Let $\Phi$ be a root system lying in the euclidean space $E$ and let $\Delta = \{\alpha_1,\cdots,\alpha_\ell\}$ be a basis for $\Phi$. Let $\lambda = \sum_i k_i \alpha_i$ with all $k_i\geq 0$ or all $k_i\leq 0, k_i \in \mathbb Z.$ Prove that either $\lambda$ is a multiple (possibly 0) of a root, or else there exists $\sigma \in \mathscr W$ (Weyl group) such that $\sigma \lambda = \sum_i k_i'\alpha_i$ with some $k_i'>0$ and some $k_i'<0$.
He gives the following tip: If $\lambda$ is not a multiple of any root, then the hyperplane $P_\lambda$ orthogonal to $\lambda$ is not included in $\bigcup_{\alpha \in \Phi} P_\alpha$. Take $\mu \in P_\lambda \setminus \bigcup P_\alpha$ and then find $\sigma \in \mathscr W$ for which all $(\alpha_i,\sigma\mu)>0$.
I couldn't prove that $P_\lambda \not \subseteq \bigcup P_\alpha$, altough I managed to finish the exercise as follows. Taking any such a $\mu$, since every point in $E$ is $\mathscr W$-conugate to a point in the fundamental Weyl chamber, there exists $\sigma \in \mathscr W$ satisfying $(\sigma\mu, \alpha_i)>0$ as claimed. In particular, each $\sigma \alpha_i \in \Phi$, so we may write $\sigma\lambda = \sum k_i' \alpha_i$ for some (possibly new) integers $k_i'$. Now, $\mu \in P_\lambda$, so
$$ 0 = (\mu,\lambda ) = (\sigma\mu, \sigma \lambda) = \sum k_i'(\sigma\mu,\alpha_i)$$
implies that some $k_i'>0$ and some $k_i'<0$, as the terms $(\sigma\mu ,\alpha_i)$ are all positive.
The question then is: how to prove that $P_\lambda \not\subseteq \bigcup P_\alpha$? All the computations I did so far were useless, stuff like $0 = (\lambda,x) = \sum k_i (\alpha_i,x)$ cannot imply anything.

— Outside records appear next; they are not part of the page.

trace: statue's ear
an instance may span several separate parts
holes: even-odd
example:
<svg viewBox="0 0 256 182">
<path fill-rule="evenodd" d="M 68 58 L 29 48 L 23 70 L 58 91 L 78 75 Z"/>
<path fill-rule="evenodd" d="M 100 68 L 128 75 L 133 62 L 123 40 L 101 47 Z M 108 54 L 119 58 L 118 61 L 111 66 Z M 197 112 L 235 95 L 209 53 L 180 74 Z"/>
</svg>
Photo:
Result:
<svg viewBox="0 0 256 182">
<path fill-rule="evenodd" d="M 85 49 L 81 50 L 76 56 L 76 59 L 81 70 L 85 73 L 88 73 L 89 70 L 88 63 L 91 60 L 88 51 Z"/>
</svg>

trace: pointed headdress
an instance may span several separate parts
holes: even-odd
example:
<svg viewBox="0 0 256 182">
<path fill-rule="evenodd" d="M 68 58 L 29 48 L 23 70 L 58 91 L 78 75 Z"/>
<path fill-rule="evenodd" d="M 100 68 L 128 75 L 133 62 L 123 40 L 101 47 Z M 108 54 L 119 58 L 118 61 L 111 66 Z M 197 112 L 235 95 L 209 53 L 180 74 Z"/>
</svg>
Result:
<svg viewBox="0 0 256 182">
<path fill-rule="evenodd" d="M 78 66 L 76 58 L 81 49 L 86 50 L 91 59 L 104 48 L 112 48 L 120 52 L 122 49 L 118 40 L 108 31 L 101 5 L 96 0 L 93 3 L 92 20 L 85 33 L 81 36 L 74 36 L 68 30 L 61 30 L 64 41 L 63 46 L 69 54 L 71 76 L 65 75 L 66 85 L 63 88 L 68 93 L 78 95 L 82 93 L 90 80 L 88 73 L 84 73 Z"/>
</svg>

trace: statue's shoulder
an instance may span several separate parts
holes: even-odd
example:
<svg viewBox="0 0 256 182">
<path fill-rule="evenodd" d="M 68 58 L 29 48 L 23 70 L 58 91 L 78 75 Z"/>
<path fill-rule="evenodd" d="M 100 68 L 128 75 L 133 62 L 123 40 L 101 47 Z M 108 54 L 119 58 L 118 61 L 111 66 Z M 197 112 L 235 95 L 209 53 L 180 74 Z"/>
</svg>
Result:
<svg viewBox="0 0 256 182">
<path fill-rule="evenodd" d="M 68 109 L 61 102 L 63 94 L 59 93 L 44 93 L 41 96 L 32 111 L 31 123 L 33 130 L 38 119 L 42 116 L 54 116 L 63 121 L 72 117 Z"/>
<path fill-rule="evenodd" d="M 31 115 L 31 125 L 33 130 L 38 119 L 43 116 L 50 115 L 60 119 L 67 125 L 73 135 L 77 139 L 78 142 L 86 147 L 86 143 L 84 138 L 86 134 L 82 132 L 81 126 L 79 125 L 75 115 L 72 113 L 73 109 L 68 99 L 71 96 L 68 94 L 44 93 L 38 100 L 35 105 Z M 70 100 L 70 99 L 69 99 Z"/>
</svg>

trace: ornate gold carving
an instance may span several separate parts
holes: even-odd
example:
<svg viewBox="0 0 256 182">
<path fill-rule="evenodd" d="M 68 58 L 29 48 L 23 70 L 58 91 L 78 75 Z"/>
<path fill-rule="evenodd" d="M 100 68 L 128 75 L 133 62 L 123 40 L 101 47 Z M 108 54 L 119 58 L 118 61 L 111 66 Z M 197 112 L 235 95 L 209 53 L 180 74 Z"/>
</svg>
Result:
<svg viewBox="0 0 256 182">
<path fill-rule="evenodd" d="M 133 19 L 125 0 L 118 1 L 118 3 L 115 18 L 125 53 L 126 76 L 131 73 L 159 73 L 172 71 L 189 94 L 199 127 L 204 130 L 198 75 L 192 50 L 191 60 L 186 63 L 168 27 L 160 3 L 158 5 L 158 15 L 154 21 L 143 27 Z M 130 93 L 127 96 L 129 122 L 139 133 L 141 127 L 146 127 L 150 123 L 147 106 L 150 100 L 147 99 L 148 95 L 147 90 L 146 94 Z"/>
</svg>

I also tried to begin simple with $P_\lambda \subset P_\alpha \implies \lambda = c\alpha$ by supposig $\lambda – c\alpha\neq 0$ and $P_\lambda \subseteq P_\alpha$, but that only yelds $P_\lambda \subseteq P_{\lambda – c\alpha}$.
Any help? Thank you.
Best Answer
Lemma: If $H, H_1, ... H_r$ are hyperplanes (i.e. $(n-1)$-dimensional subspaces) in some $n$-dimensional space over an infinite field, and $H \subseteq \bigcup_{i=1}^n H_i$, then $H = H_j$ for some $1 \le j \le r$.
Proof: By assumption we have
$$H = H \cap \left( \bigcup_{i=1}^r H_i \right) = \bigcup_{i=1}^r (H \cap H_i).$$
Now the intersection of any two hyperplanes has dimension $n-2$ unless the two hyperplanes are equal. But if all the spaces in the union on the RHS are $(n-2)$- dimensional, their union cannot be the $(n-1)$-dimensional space on the LHS. QED.
To apply this to your problem: If $P_\lambda \subseteq \bigcup P_\alpha$, then by the lemma there is a root $\alpha$ such that $P_\lambda = P_\alpha$, consequently $\langle \lambda \rangle = P_\lambda^\perp = P_\alpha^\perp = \langle \alpha\rangle$, i.e. $\lambda$ is a scalar multiple of $\alpha$.